Uma vez fui com uns colegas e amigos almoçar na região de Estremoz (concretamente nos Arcos).
A comida não podia ser mais simples: entrecosto grelhado, acompanhado com abundante salada de agrião. Mas o local do repasto foi a própria adega, onde o dono procedia à "passagem" do néctar (o mesmo que acompanhou a refeição). Essa "passagem" consistia em retirar o vinho das enormes talhas onde tinha fermentado, sendo que o mesmo era filtrado através das próprias "borras", saindo lentamente por uma torneira (de madeira) colocada num orifício a esse fim destinado.
Devo acrescentar, apenas como apontamento, que não guardo, da viagem de regresso, uma recordação tão nítida como a da própria refeição (!).

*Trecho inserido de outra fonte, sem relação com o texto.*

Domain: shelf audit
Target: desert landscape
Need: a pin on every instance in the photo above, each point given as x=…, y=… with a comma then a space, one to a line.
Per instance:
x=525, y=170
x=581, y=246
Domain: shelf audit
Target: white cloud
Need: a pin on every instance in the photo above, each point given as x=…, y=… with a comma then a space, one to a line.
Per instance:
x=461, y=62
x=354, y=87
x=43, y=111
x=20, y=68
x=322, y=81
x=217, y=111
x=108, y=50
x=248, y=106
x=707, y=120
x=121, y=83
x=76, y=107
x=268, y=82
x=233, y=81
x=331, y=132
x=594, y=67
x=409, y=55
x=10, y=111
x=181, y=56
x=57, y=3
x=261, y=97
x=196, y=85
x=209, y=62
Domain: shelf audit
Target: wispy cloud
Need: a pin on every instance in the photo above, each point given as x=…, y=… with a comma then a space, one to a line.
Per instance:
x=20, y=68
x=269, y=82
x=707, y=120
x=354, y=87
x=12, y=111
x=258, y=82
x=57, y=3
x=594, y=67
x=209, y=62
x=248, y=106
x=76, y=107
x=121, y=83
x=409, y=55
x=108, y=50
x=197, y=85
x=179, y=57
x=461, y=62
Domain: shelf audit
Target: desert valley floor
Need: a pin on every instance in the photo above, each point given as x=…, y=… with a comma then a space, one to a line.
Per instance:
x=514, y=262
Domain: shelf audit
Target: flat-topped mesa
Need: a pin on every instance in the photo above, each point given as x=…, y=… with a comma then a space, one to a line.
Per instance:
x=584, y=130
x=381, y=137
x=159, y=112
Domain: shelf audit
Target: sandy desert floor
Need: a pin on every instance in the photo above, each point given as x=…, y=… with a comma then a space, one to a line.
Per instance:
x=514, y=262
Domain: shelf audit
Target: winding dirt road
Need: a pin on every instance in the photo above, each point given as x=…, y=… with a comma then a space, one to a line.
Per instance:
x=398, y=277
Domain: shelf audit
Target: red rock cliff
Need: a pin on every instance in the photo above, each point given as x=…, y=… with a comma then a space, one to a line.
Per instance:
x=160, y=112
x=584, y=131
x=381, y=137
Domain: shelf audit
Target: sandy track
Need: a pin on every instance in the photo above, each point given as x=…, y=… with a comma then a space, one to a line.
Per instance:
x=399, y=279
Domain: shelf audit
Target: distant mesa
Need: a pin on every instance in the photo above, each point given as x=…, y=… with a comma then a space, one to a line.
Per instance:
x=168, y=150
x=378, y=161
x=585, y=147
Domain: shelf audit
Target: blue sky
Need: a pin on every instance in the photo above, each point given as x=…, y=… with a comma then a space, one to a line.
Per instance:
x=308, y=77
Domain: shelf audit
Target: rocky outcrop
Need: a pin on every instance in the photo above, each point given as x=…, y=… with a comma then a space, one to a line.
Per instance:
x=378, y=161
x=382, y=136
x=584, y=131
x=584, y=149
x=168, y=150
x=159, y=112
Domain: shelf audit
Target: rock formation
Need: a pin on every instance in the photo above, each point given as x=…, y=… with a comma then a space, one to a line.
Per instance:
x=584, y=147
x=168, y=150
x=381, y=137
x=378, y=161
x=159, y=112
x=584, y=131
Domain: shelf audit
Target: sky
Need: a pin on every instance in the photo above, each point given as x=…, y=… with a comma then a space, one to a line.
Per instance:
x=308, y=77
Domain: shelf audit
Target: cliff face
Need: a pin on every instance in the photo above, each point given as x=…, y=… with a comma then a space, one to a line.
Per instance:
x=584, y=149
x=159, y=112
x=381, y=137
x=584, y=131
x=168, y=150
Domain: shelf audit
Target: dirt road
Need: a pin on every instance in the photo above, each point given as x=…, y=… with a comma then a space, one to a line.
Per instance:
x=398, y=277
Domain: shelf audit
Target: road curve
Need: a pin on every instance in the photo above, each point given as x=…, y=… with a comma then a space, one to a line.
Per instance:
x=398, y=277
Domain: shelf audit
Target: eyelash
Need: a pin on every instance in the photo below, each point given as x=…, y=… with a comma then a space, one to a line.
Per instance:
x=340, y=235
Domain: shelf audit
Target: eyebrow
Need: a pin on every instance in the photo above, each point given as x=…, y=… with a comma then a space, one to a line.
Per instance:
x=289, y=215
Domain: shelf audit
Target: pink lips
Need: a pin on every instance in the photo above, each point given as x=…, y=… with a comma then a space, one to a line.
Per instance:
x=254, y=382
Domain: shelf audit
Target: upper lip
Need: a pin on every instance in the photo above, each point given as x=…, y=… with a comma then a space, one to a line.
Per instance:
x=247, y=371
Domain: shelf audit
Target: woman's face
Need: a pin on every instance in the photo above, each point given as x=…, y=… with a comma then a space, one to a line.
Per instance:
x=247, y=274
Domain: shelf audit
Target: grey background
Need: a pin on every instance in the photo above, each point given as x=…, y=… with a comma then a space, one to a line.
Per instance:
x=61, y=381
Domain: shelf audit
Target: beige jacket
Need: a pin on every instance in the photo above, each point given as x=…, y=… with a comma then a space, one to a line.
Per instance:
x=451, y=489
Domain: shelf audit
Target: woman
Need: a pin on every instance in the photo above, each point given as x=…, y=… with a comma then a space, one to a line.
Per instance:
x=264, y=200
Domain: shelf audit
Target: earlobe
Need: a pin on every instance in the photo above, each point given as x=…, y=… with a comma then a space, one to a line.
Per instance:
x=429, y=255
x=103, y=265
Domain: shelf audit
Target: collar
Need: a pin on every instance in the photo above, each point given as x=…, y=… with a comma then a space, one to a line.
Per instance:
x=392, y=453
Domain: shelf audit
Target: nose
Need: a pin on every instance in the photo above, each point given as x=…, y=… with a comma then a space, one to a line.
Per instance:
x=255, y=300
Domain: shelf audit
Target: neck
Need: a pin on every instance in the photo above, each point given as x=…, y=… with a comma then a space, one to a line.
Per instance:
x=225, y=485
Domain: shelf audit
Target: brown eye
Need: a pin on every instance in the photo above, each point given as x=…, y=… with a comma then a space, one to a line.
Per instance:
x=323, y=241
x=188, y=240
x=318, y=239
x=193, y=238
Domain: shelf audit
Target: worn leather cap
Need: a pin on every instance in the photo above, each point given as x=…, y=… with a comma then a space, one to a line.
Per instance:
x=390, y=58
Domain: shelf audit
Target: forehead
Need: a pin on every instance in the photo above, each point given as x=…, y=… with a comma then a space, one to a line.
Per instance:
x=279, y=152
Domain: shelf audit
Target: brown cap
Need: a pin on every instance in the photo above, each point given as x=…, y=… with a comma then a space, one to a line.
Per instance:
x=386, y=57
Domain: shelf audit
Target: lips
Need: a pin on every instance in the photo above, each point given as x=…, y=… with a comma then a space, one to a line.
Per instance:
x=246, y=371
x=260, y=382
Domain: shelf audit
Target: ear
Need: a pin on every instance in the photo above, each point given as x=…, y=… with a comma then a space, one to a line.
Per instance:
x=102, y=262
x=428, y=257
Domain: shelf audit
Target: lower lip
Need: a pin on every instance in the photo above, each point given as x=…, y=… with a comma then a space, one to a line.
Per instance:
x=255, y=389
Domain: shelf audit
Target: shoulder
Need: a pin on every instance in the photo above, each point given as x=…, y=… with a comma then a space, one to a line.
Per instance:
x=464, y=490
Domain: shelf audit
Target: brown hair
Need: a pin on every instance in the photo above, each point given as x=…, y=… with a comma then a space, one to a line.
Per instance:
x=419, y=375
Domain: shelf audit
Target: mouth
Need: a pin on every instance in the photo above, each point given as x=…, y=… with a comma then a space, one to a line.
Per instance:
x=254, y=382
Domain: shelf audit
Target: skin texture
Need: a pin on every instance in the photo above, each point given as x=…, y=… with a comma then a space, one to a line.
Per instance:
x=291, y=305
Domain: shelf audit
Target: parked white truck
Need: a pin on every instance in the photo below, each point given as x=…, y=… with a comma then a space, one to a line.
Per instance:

Actualmente,as talhas em desuso são adquiridas por indivíduos que normalmente se dedicam ao negócio de velharias, geralmente ciganos. A propósito de uma referência sua, também me tem soado que nem todas são transaccionadas de forma normal, ou seja, quando o dono chega a tomar conhecimento da coisa, elas já lá não estão...

No Algarve, não há moradia que se preze que não tenha uma no pátio.

Os espanhóis também tinham talhas de barro, mas, como produziam ( e continuam a produzir, diga-se de passagem) demasiado vinho, inventaram uma espécie de talhas de cimento, de grande capacidade. Hoje estão obviamente em desuso, devido à radical modificação das técnicas de vinificação, agora totalmente industrializada. Por isso é vê-las, por toda a Castilla-La-Mancha, a servir de depósitos de água em quintas e junto de casas rurais.

Carlos Rebola disse...

Júlia

E assim o nosso património cultural, vai atravessando fronteiras.

A cobertura da talha de vinho com pele de cabra era para o proteger de poeiras e detritos, porque para proteger o vinho da oxidação (azedume) era despejado sobre o vinho um pouco de azeite cuja película evitava o contacto do oxigénio do ar com o vinho, conservando-lhe assim a qualidade.
Estas e outras coisas eram e são fruto da sabedoria popular, que não precisa de complicados cálculos de engenharia para obter os mesmos ou melhores resultados.
Se quisermos complicar o fabrico simples da talha é entregar o seu projecto a um engenheiro, se quisermos, uma talha bem construída e bonita, falamos com um oleiro que provavelmente nunca frequentou uma escola...
O meu respeito aos oleiros do nosso país.
Obrigado pelo post

Beijos
Carlos Rebola

Unknown disse...

Boa tarde. Sou um pequeno produtor de vinho de talha (há mais de 40 anos) e sou, igualmente um "apaixonado" pela tradição secular da minha terra - Cabeção. Tenho na minha adega meia dúzia de talhas, algumas de grande capacidade. Tenho duas recentemente adquiridas com o nome do fabricante -José Martins Centeno de Campo Maior. Gostaria de saber o tempo em que este Mestre trabalhou para ficar com uma ideia dos anos que têm. Tenho duas que, segundo indicação de conhecedor, terão à volta de 350 anos e ainda funcionam todos os anos.